Frans Snyders (Antwerp 1579-1657)
PROPERTY OF A GENTLEMAN
Frans Snyders (Antwerp 1579-1657)

A wolf hunt with hunters emerging from a forest beyond

Details
Frans Snyders (Antwerp 1579-1657)
A wolf hunt with hunters emerging from a forest beyond
inscribed with inventory numbers '444' and '1[07?]' (lower right)
oil on canvas, unframed
83 7/8 x 135 3/8 in. (213 x 343.8 cm.)
Provenance
Diego Messia Felípez de Guzmán, 1st Marqués de Leganés (c.1585-1655), recorded in his posthumous inventory of 1655, no. 157, as 'un quadro grande de una caza de 3 lobos con honça perros de mano de Snyders, y lo tasso en 8000'.
Riviere collection, Barcelona, by 1948; Sotheby's, London, 12 July 2001, lot 32, where acquired by the present owner.
Literature
J. Milicua, 'Un Snyders inédito en la Colección Riviere', Cobalto, II, 1948, pp. 22-23, illustrated.
J. López Navío, 'La gran colección de pinturas del Marqués de Leganés', Analecta Calasanctiana, VIII, 1962, p. 275, no. 157.
M. Diaz Padrón, Museo del Prado, Catálogo de Pinturas I, Escuela Flamenca. Siglo XVII, Madrid, 1975, p. 373, under no. 1773.
M. C. Volk, 'New Light on a Seventeenth-Century Collector: The Marquis of Leganés', The Art Bulletin, LXII, 1980, p. 264, note 49.
H. Robels, Frans Snyders: Stilleben- und Tiermaler, 1579-1657, Munich, 1989, p. 342, no. 247, p. 520, no. V79.
S. Koslow, Frans Snyders, Antwerp, 1995, pp. 230-231, as possibly a pendant to the Bear Hunt.

Exhibited
Barcelona, Sala Parés, Exposición de Caceriás y Paisajes de Colecciones Barcelonesas, February-March 1950.
Sale room notice
Please note that the painting is signed '[sny]ders.fecit' (lower left, on the dog's collar).

Lot Essay

Around 1610 Frans Snyders increasingly turned his attention to hunting scenes like this painting, which Hella Robels dates to about 1620. While Snyders' earliest forays into these subjects suffer from a certain stiffness, perhaps due to the artist's unfamiliarity with working on such a large scale, by the time he executed this painting he had developed a greater freedom and vitality of style. Indeed, in her monograph on the artist, Susan Koslow described this painting and its putative pendant of a Bear Hunt as 'splendid pictures [that] situate the animals close to the picture plane in a tightly compressed, turbulent relief of interlocking bodies' (loc. cit.).

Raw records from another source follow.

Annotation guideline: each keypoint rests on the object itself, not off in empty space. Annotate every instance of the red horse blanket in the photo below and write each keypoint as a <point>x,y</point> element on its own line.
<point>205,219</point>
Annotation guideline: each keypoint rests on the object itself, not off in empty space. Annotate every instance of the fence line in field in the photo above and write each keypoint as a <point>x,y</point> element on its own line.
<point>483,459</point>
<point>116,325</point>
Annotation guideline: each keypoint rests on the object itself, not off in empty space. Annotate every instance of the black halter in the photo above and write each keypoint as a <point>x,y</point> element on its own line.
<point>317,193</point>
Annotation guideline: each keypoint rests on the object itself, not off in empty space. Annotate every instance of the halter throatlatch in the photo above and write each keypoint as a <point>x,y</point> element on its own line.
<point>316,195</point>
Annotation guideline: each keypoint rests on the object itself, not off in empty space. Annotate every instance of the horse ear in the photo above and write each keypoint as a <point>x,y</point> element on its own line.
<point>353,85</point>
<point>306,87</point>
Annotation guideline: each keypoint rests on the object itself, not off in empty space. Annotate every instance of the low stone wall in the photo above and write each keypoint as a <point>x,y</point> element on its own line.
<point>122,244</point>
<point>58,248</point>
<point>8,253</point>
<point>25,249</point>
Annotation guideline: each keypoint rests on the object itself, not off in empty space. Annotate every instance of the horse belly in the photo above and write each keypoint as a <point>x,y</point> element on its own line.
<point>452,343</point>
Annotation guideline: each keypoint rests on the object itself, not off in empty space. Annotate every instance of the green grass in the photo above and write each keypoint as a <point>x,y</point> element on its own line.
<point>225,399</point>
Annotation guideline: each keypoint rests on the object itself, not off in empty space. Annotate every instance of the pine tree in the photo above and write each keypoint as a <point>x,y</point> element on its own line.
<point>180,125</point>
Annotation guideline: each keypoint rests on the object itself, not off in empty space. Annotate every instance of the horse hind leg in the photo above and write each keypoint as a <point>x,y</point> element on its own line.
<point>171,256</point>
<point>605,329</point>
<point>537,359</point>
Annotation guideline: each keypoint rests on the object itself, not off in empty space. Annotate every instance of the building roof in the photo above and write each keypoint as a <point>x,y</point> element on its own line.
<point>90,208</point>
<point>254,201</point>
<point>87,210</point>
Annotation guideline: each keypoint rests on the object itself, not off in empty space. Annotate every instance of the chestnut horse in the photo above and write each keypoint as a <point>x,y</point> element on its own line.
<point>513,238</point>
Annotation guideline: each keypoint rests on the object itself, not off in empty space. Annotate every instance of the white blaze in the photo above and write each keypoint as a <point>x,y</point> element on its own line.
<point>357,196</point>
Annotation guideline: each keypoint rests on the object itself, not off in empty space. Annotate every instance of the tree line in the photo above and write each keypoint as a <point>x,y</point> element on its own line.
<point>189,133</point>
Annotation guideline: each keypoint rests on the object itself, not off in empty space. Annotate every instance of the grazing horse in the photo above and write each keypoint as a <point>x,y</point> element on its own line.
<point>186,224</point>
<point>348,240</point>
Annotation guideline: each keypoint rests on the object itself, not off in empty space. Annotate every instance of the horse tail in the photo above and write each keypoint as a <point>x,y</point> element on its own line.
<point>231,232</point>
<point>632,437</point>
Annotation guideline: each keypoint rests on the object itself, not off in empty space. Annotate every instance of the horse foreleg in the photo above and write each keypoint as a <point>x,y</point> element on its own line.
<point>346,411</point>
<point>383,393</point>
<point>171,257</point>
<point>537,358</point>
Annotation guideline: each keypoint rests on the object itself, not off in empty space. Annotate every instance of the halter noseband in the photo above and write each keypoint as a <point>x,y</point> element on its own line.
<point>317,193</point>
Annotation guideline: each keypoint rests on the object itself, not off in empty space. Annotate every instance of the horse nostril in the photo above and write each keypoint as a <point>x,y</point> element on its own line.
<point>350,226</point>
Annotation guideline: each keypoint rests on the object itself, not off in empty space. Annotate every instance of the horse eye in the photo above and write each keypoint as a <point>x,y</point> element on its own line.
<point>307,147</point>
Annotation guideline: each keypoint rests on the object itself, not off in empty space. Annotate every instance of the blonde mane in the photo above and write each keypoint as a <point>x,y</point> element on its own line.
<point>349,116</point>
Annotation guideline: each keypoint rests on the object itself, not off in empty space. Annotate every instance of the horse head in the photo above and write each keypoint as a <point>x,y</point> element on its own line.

The painting was once a part of the celebrated collection formed by the Marqués de Leganés, whom Peter Paul Rubens praised in a letter dated 27 January 1628 to the French scholar Pierre Dupuy as 'one of the greatest connoisseurs of this age' (see R. Magurn, The Letters of Peter Paul Rubens, Cambridge, MA, 1955, no. 145). Leganés was the fourth son of the Count of Uceda and rose to prominence at the Spanish Court during the first decade of the reign of Philip IV due to his close relationship with Gaspar de Guzmán, the Count-Duke of Olivares, the King's prime minister and favorite. The Marqués had begun to collect paintings around this time, as indicated by the seventeen works, mostly 16th-century Italian paintings, described in a 1630 inventory of his house in Madrid. His collection evidently grew exponentially over the course of the next twelve years, for when a second inventory was drawn up in 1642 it numbered 1,149 paintings. A large number were by living Flemish artists, with Snyders being represented by numerous works, four of which are today in the collection of the Museo del Prado, Madrid (see H. Robels, op. cit., nos. 42, 194, 195, 203). Leganés continued to collect toward the end of his life, but not on the scale he had in the 1630s and early 1640s. His posthumous inventory drawn up in 1655 lists 1,333 paintings. The entire collection was disbursed within a few decades of his death due to conflicting claims of inheritance.

This painting, which has been cut down along the top edge and for which Snyders' frequent collaborator, Jan Wildens, supplied the background landscape, is the prime version of a composition also known in three studio versions (see Robels, op. cit., nos 247a-c).